Me: Let me just say that "ham paste" sounds like something that should not have been invented.Her: Wash your mouth out! I'm going to have to send you some before you judge!
Me: Please do!
Her: Don't worry, I'll get you the good stuff, not tesco's own. I'm classy like that.
Tesco's Own. Like I know what the hell that is. And so, she sent me a jar of chicken and ham paste all the way from Liverpool. Not just "ham paste" that she was eating with chicken. Chicken and Ham paste. I didn't realize that was an all-inclusive item.
Princes Chicken and Ham Paste. Apparently it's the good stuff. I wasn't so sure.

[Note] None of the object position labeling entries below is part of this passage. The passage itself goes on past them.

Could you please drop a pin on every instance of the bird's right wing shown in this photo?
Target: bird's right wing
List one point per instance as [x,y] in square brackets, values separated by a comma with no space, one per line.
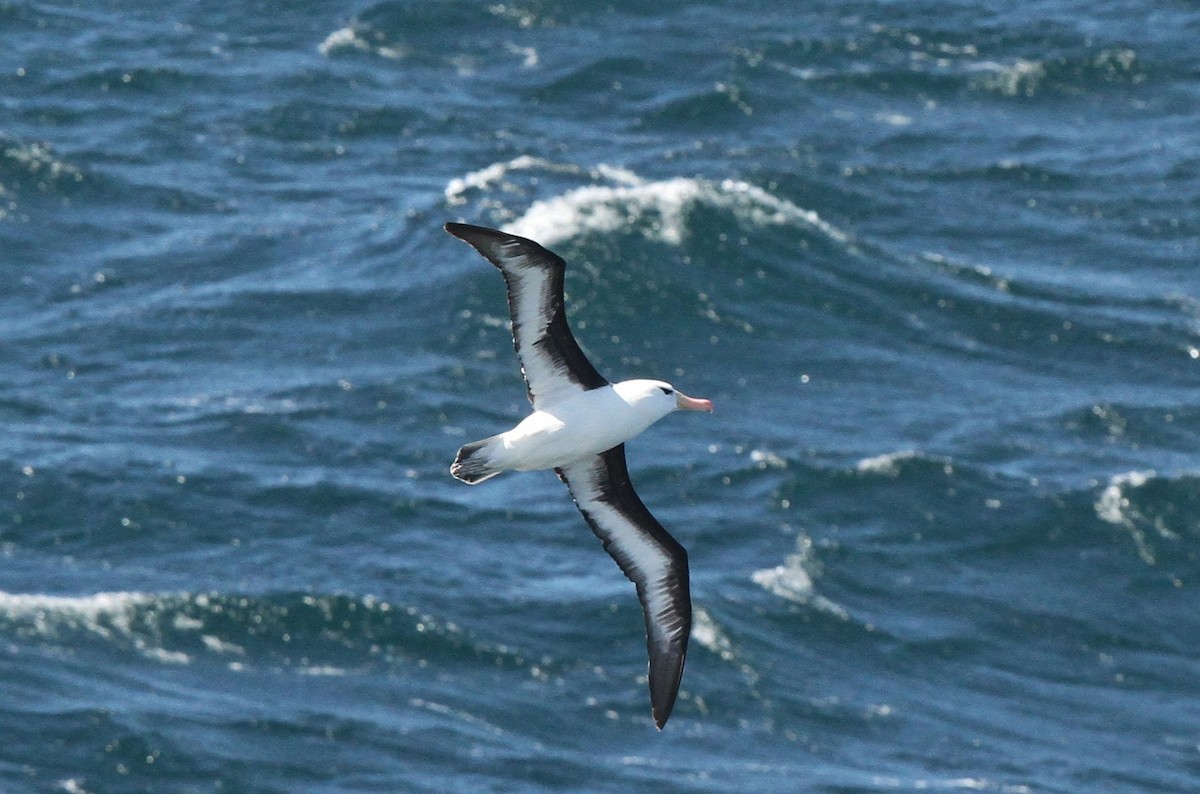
[551,360]
[649,557]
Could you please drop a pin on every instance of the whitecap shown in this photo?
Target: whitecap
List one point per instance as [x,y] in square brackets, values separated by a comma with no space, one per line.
[1115,507]
[886,464]
[793,582]
[619,198]
[103,613]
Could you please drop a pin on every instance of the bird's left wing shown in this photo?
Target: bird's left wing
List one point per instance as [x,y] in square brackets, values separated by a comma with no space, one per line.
[551,360]
[648,555]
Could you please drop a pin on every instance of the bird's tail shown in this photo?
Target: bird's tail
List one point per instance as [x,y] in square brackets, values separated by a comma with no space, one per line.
[473,464]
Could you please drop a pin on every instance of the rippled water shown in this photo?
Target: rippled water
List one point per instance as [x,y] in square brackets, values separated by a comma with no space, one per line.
[935,263]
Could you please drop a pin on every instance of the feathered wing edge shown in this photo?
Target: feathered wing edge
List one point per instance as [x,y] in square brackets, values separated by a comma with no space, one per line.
[552,362]
[653,560]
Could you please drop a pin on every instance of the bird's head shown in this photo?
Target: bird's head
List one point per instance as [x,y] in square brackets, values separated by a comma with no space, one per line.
[659,398]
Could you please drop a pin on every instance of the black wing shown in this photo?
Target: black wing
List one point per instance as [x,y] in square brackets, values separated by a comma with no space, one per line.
[551,360]
[649,557]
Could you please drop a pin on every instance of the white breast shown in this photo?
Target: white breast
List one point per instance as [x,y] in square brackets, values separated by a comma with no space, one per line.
[574,429]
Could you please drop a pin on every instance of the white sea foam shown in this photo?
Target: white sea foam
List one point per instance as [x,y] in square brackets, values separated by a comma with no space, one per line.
[617,198]
[357,37]
[706,631]
[103,613]
[1114,506]
[887,464]
[792,581]
[109,615]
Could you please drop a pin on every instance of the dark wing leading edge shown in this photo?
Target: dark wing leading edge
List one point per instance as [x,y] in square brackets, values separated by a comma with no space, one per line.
[551,359]
[649,557]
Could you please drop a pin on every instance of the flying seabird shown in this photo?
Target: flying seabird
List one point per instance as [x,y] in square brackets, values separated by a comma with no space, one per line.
[579,427]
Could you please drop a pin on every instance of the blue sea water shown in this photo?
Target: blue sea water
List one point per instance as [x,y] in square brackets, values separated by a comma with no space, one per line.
[935,262]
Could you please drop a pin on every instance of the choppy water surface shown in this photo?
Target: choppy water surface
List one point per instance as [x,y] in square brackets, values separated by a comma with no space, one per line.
[935,263]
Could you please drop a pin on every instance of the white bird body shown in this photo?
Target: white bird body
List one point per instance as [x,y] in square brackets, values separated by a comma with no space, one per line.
[581,426]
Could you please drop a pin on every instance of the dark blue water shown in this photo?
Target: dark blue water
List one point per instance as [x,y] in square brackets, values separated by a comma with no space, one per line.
[936,263]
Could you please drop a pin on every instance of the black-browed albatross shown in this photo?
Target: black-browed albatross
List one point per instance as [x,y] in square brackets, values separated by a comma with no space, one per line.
[579,427]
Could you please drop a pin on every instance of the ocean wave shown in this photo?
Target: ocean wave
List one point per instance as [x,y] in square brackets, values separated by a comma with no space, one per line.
[318,635]
[793,581]
[618,198]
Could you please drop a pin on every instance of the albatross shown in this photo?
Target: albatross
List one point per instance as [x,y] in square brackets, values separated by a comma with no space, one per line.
[579,427]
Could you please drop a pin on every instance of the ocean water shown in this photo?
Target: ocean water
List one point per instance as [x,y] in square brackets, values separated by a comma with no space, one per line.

According to Sarah, I should cover a slice of bread with butter, top with a layer of paste and enjoy. "It's like a poor man's pate.", she says. I wonder if that is part of their advertising slogan? It hardly sold me.
What it really reminded me of was wet cat food.
But we weren't scared. So I did what any good parent would do. I gave G-tot the first bite.
I was a little scared after that reaction. Let's see what JQ thought of it.
Oh man… I can't NOT try it. It traveled all that way for me. There was no way I was turning my back on it.
Actually it was pretty good. We all liked it. JQ is just a funny guy and likes to ham it up. So do I. Thanks Sarah.